Oltre all’avvio del movimento di revisione della psicoanalisi, altro merito –ai nostri occhi- è il corredo dell’esposizione con numerosi casi clinici, esemplari e sconosciuti; e i continui riferimenti ad opere d’arte tratte dal mondo della scrittura e della pittura.
Tre invece i temi su cui esercitiamo rilievi critici. Il ruolo ridimensionato del transfert in analisi, la predilezione per il costruttivismo radicale e la sottovalutazione della ‘rete’ dei significati della dimensione simbolica.
Per quanto riguarda il primo punto, il più importante, Spence dà per scontato che la psicologia del profondo abbia un principale obiettivo: la scoperta della verità di fatti storici. E dimostra per tutta la durata del libro l’insensatezza di questa missione. Ma –mi domando- davvero la verità storica costituisce l’unico materiale nobile dell’analisi? È attuale affermare che lo sforzo dell’analista deve essere unicamente profuso nel discernimento del grado di verità delle affermazioni del paziente? Perché non accogliere tutti i cofanetti –e non solo quelli di piombo- e i loro contenuti come un dono significativo che proviene dalla relazione fra: l’organizzazione di personalità del paziente, i suoi complessi autonomi e il mondo del terapeuta? Non è insomma Spence così critico nei confronti delle interpretazioni di Freud proprio perché è ancora legato ad esse e non è giunto a considerare serenamente anche le distorsioni transferali come verità ‘simboliche’ dotate di senso?

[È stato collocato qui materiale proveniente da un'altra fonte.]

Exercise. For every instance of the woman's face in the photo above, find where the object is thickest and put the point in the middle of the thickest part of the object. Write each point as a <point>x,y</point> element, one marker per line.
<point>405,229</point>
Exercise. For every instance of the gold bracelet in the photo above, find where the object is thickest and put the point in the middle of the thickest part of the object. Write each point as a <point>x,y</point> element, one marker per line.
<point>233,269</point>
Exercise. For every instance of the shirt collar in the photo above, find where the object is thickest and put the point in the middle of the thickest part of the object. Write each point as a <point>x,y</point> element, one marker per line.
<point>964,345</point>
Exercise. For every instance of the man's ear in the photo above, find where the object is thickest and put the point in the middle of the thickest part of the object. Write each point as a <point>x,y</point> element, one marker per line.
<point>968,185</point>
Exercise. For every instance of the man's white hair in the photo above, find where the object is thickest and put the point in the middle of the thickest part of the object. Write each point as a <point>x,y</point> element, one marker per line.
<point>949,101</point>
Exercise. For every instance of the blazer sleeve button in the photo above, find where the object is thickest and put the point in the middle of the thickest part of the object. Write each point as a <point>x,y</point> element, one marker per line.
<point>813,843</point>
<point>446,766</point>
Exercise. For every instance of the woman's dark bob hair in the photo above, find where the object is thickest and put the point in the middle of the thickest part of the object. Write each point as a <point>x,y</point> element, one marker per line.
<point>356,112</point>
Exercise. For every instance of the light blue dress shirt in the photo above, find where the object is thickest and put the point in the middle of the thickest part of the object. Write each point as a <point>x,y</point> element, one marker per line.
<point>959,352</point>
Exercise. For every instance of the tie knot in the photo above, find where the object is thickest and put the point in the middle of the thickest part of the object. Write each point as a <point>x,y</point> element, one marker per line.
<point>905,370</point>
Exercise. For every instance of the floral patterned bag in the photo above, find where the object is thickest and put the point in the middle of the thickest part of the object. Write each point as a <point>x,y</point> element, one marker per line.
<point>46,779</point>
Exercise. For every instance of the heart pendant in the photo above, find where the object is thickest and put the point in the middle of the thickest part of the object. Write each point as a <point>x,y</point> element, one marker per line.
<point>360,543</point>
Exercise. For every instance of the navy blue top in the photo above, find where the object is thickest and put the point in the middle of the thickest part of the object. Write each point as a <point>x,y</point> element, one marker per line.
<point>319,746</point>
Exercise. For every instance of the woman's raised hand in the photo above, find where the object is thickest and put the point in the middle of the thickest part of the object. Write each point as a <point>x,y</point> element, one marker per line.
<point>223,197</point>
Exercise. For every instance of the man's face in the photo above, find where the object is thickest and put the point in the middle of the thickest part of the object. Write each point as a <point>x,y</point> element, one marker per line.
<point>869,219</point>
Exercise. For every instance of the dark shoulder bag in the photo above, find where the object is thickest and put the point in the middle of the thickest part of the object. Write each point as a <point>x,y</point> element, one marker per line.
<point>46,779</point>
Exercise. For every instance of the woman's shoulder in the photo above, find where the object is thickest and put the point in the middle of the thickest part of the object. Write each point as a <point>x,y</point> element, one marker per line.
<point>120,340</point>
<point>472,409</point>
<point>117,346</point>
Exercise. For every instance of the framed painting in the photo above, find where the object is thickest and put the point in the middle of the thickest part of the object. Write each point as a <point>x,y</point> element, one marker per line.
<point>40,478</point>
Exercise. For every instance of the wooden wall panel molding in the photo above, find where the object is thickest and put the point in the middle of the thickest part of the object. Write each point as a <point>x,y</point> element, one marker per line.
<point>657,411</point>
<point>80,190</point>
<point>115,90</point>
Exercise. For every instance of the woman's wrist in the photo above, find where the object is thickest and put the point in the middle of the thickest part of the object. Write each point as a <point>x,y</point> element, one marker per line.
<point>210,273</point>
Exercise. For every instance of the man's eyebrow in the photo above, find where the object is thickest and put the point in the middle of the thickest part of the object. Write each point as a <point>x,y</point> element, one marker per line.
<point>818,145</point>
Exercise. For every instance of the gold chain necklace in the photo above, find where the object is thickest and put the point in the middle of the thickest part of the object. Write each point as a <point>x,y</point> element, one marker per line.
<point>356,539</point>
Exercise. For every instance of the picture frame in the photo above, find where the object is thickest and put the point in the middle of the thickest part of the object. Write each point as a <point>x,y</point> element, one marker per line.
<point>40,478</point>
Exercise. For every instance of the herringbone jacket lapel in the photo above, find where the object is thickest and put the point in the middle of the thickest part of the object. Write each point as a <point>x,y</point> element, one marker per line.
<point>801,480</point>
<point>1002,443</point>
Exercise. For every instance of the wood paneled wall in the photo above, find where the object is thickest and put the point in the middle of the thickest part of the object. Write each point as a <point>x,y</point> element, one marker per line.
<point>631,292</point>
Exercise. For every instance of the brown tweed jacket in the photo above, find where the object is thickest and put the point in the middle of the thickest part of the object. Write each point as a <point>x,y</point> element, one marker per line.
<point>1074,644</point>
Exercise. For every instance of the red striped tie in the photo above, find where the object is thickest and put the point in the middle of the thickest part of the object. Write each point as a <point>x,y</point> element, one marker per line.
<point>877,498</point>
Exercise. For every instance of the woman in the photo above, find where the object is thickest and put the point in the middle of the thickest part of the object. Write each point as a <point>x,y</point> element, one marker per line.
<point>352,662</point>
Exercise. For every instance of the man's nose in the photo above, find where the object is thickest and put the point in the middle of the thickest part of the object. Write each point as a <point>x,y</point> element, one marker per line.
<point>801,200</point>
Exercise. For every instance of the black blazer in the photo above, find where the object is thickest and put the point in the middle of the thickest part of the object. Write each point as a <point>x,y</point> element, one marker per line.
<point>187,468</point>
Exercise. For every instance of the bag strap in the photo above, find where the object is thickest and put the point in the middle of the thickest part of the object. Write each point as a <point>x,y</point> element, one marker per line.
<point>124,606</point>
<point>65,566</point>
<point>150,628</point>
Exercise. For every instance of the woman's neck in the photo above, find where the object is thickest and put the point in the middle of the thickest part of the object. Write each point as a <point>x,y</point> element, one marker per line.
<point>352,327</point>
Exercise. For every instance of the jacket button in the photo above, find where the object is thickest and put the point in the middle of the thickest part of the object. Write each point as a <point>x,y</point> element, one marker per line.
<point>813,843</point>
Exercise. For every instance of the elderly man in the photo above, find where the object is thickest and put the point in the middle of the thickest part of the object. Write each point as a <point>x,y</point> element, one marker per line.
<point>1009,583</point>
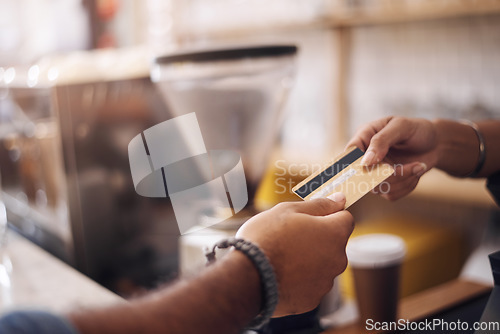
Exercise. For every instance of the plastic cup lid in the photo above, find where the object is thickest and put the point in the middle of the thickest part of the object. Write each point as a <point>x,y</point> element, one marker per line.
<point>375,250</point>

La mia impressione è che fra il nucleo marmoreo di verità e il barocchismo della narrazione vi sia uno spazio importante occupato dalla soggettività del paziente qui e ora e dalle sue produzioni, che Spence ignora o considera solo come interferenze. Credo che lo iato sia dovuto ad una ristretta valutazione della rilevanza del transfert in analisi.
Per quanto attiene al costruttivismo radicale dell’autore, devo ammettere di essere più convinto da una posizione moderata, che non esclude il noumeno, la cosa in sé, la verità analitica, ma solo il suo contatto totale e immediato. Pur accettando per intero tutte osservazioni stilistiche dell’autore.

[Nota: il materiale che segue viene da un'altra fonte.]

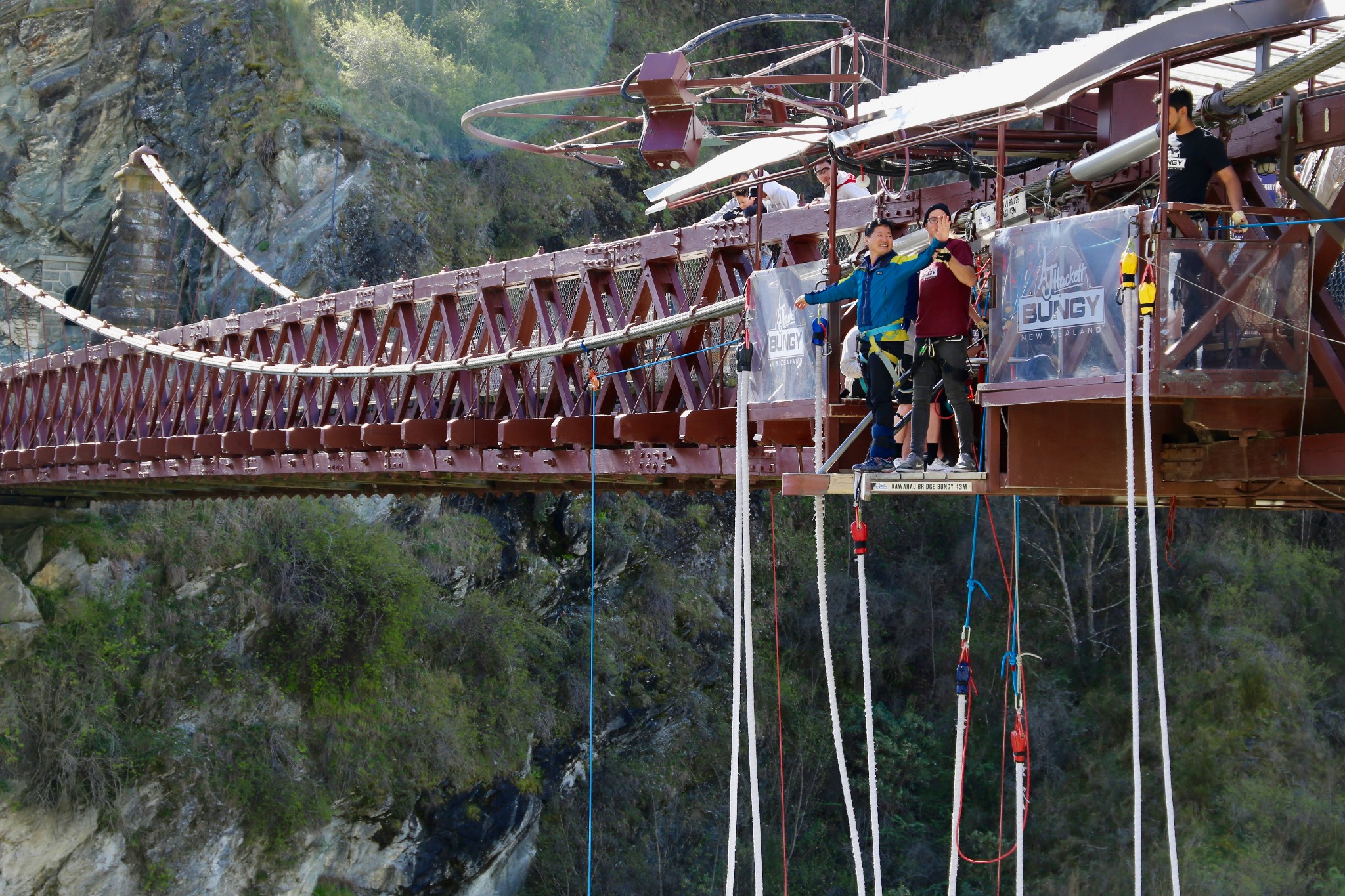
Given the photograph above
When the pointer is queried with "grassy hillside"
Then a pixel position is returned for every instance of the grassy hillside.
(334, 664)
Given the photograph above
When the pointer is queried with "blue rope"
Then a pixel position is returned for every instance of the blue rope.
(1012, 657)
(973, 582)
(592, 612)
(665, 360)
(1283, 223)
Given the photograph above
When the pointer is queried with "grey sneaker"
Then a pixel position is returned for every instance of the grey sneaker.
(967, 464)
(875, 465)
(914, 464)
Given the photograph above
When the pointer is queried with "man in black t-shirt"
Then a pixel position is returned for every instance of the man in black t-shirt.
(1193, 158)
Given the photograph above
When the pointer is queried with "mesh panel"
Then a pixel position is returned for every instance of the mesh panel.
(517, 296)
(693, 274)
(464, 305)
(1336, 284)
(627, 284)
(568, 289)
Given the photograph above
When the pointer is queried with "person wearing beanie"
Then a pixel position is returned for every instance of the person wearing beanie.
(883, 314)
(943, 335)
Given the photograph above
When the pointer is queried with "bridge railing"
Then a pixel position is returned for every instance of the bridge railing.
(494, 355)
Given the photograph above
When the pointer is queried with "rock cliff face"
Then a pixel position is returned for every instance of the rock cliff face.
(81, 88)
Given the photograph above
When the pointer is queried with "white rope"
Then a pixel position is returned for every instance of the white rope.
(1158, 629)
(744, 486)
(1134, 589)
(818, 534)
(957, 792)
(151, 161)
(571, 345)
(1020, 771)
(868, 729)
(736, 725)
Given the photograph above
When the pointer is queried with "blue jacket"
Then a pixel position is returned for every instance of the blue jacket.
(881, 288)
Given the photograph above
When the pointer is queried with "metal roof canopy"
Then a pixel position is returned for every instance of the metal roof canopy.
(1026, 85)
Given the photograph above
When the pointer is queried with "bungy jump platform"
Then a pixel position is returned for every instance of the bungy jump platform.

Per ultimo un commento al tema delle similitudini e delle segnature, indicato da Spence come l’universo medioevale da cui è necessario emanciparsi. Spence confonde fra metafora e simbolo. La metafora, forma retorica alla quale dedica gran parte dei suoi studi, è un artificio dell’Io con il quale la coscienza richiama attraverso l’uso di una immagine un’altra realtà che essa già conosce. Il simbolo introduce invece nel territorio dell’inconscio. Esso è costituito da un’immagine, a cui l’Io partecipa, ma che allude a qualcosa di ignoto di cui si percepisce solo la presenza. È indubitabile che la scienza occidentale si è sviluppata dal distacco da una concezione unicista dell’universo, dominata dall’uso ingenuo della metafora. Ma è anche vero che l’epistemologia della psicologia del profondo è stata in grado di recuperare una visione del mondo scandalosamente diversa, più antica e allo stesso tempo avvenieristica, rispetto ai paradigmi della scienza attuale. La visione di un unus mundus immerso in una rete di simboli. Con tutti i rischi e gli inganni a cui questa modalità panpsichista può condurre, ma anche con le possibilità di sviluppo che alcuni autori, a partire da Jung, hanno già cominciato ad esplorare.